Le ressentiment contre les Africains n’a jamais été aussi fort en Libye que depuis le début de la révolte en février contre l’ancien maître absolu du pays, qui avait fait du rapprochement avec l’Afrique l’un des piliers de sa politique étrangère ces dernières années.
Pour le commun des Libyens, les Africains sub-sahariens ont participé de manière significative à la défense du régime déchu, qui a recruté parmi eux nombre de mercenaires.
"Les Africains ont commis 40% des tueries dont ont souffert les Libyens depuis la révolution du 17 février, et avant cela ils vivaient sur le dos du peuple libyen", affirme Faten Mohammed el-Annabi, une étudiante de 21 ans.

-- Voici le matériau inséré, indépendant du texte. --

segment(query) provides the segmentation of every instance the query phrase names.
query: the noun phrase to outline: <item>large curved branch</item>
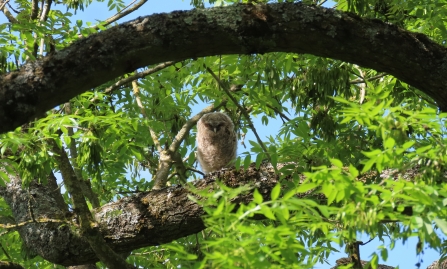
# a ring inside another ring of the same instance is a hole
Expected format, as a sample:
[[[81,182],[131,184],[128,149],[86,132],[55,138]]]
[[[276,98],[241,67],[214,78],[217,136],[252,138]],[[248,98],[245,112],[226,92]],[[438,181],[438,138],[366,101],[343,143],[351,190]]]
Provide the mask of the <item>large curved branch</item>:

"J’ai un seul voeu: qu’ils disparaissent à jamais de notre pays parce qu’ils ont été achetés pour tuer et chasser les Libyens", ajoute-t-elle.
Mouammar Kadhafi, se disant "déçu" des Arabes qui n’entendaient pas ses appels à l’unité, s’était tourné vers l’Afrique, poussant à la création de l’Union africaine. Il avait multiplié les tournées et les investissements en Afrique, allant jusqu’à s’autoproclamer "roi des rois d’Afrique".
Les Libyens, qui comptent une minorité de Noirs, ont eu au début de la décennie une réaction viscérale à cette politique africaine, en pourchassant et parfois même en tuant des Africains venus travailler en nombre dans le pays.
Ils accusaient cette population de tous les maux: propagation du sida, insécurité, vol du travail des Libyens…
Depuis le début de la révolte mi-février, tout Noir était vu comme comme un "mercenaire en puissance", ont expliqué à l’AFP des combattants de Zenten, dans les montagnes au sud-ouest de Tripoli, qui disaient les contrô ler à deux fois sur les barrages.
Ouvriers travaillant sur place depuis des années ou candidats à l’émigration en Europe coincés par les combats ou la désorganisation de la filière clandestine qui organisait leurs équipées maritimes, des milliers d’Africains se sont retrouvés bloqués en Libye.
Au printemps, des milliers d’entre eux ont dû patienter des semaines, parfois sous les bombes, sur le port de Misrata, ville alors tenue par les rebelles mais assiégée par les pro-Kadhafi à 200 km à l’est de Tripoli, avant d’être évacués par bateau par l’Organisation internationale pour les migrations (OIM).
Aujourd’hui, un millier de Nigérians, Ghanéens, Maliens, Gambiens, Somaliens ou Soudanais s’entassent à leur tour dans le petit port de Sidi Bilal, sur une base militaire abandonnée près de Tripoli, dans des conditions "épouvantables", selon Médecins sans frontières (MSF).
Et selon l’OIM, environ 1.200 immigrés, en majorité des Tchadiens, sont bloqués à Sebha (sud), "terrifiés à l’idée d’être pris au piège des combats entre forces loyales à Kadhafi et les troupes rebelles".
Fin août, Amnesty International s’était alarmée de la situation des Noirs: "Les personnes soupçonnées d’avoir combattu pour le colonel Mouammar Kadhafi, en particulier les Libyens noirs et les Africains sub-sahariens, sont en situation de grand risque, (menacées) de mauvais traitements par les forces anti-Kadhafi".
Le N.2 des nouvelles autorités libyennes, Mahmoud Jibril, a rappelé jeudi devant la presse que le devoir des Libyens était de "protéger les travailleurs étrangers". Mais ces propos sonnent comme un prêche dans le désert dans un pays qui montre des signes d’intolérance particulièrement forts.